Back pain, Chronic pain, Low back pain, Stretching (Active Isolated method) / Saturday, June 13th, 2009

Limbering up your back first thing in the morning gets the blood flowing to feed your muscles, moves lymph to remove waste products that cause pain and softens the connective tissue that restricts movement. This is the toning and stretching routine I give out at my Neuromuscular Therapy center near Boston. Best done in bed before you get up and start using your muscles, it takes only ten to fifteen minutes once you’ve learned the routine and practiced it a few times.  Please pay attention to the details. They are important.

1. Hip hike: Lying down, bring one hip up toward the shoulder, keeping the hips flat on the surface (floor or bed) and contracting the waist muscles on that side. Lower that hip and raise the other hip upward in the same way.  Alternate doing at least 10 hikes on each side.

2. Single knee-to-chest: Lying down, bend one knee and bring it up to your chest.  Using both hands, pull the knee closer to the chest with your hands or arms clasped behind the knee where it bends. Exhale and stretch for 1-2 seconds. Return the leg to the surface, and repeat 10 times.  (Do both sides.)

3. Double knee-to-chest: Do the same as #2, but bring both knees to your chest at the same time. Contract your belly muscles to try to raise your hips up off the bed or floor.  You should feel a pull in your low back.

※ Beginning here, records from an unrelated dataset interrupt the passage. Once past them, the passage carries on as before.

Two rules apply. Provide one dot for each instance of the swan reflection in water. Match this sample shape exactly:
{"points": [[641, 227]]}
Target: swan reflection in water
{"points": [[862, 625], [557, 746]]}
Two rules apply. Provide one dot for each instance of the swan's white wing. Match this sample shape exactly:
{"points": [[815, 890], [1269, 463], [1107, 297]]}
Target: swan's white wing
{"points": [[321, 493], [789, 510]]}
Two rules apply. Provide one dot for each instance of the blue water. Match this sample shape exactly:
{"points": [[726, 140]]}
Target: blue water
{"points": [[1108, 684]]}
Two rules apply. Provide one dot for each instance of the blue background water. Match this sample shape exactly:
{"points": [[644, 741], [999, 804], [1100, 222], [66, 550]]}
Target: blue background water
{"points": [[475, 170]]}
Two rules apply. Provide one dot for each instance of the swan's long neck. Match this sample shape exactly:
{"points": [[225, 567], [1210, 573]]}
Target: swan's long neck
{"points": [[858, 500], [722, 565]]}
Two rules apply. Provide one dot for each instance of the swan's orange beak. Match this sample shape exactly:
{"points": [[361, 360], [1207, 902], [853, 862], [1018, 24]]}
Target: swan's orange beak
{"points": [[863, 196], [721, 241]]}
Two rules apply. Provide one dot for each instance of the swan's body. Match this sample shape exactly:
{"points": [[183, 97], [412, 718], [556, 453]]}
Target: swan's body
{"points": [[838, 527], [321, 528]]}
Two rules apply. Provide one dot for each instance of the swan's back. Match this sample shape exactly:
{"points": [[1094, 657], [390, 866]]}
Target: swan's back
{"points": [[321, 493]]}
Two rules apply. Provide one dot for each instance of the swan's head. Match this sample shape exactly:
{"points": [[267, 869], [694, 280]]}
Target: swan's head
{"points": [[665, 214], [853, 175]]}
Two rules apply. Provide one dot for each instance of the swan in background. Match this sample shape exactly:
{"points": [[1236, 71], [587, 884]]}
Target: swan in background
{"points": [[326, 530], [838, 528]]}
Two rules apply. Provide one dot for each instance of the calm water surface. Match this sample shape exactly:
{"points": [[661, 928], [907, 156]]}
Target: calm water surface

4. Drop-over trunk rotation: Lying down, bring your knees to your chest and extend your arms out to each side for support.  With the knees together and keeping your shoulders flat against the surface, drop both knees over to the side, rotating the trunk (upper body above the waist) until you feel a pull at waist level.  Stretch for 1-2 seconds and bring the knees back to your chest. Repeat to the other side and alternate 10 times on each side.

5. Gluteus (buttock) stretch: Do the same as #2, except bring your knee to the opposite shoulder.  You should feel the pull in your buttocks.  Stretch both sides. If you want to go deeper to stretch the piriformis, hold your knee to your shoulder and reach for your ankle with the other hand. Pull your ankle toward the bed or floor. Exhale and stretch for two seconds, release and repeat 10 times.

Repeat the hip hike here if your back still feels tight.

6. Cat and cow: Turn over onto your hands and knees.  Tip the pelvis/hips and pull your navel inward as if you were trying to touch your back with it. Tuck your chin to your chest. This will arch-round the back like an angry cat.  Focus on the lower back and let the rest of the back follow. Exhale and stretch for 1-2 seconds.  Then tip the pelvis the other way to sag your back like an old cow and stick out your bootie. Bring your chin upward and stretch for 1-2 seconds.  Focus on working the lower back.  Repeat 10 times.

7. Hip waggle: Now wag your hips like a dog wagging its tail.  Do it slowly, stretching for 1-2 seconds in both directions so you can feel the stretch on each side of your waist and ribs. Repeat back and forth 10 times.

8. Seated trunk stretch: Sit on the edge of your bed or on a chair, perching on the edge with your knees apart.  Reach down for your ankles.  Pull your stomach toward your lap to stretch for 1-2 seconds.  Return to an upright position and repeat 10 times.  If this is painful, support your back by putting your hands on your knees, lowering yourself using your arms then pushing yourself back to upright. Your goal is to bring your torso between your knees.

9. Seated twist: Sit up straight and put your left hand on the outside of your right knee or thigh. Put your right hand on the seat right behind your right hip. Pull against your thigh with your left hand as you push up and away from your seat with your right hand to assist the twist. Exhale and hold for two seconds. Release to your original position. Repeat 10 times on each side or alternate back and forth.

10. Standing side bends: Stand up and place your palms on the sides of your thighs.  (Pick a point in front of you to watch so you don’t twist your body when you bend.)  Reach down your thigh toward the knee as far as you can. Exhale as you stretch for 1-2 seconds. Return to an upright position and side bend to the other side.  Alternate, repeating 10 times on each side.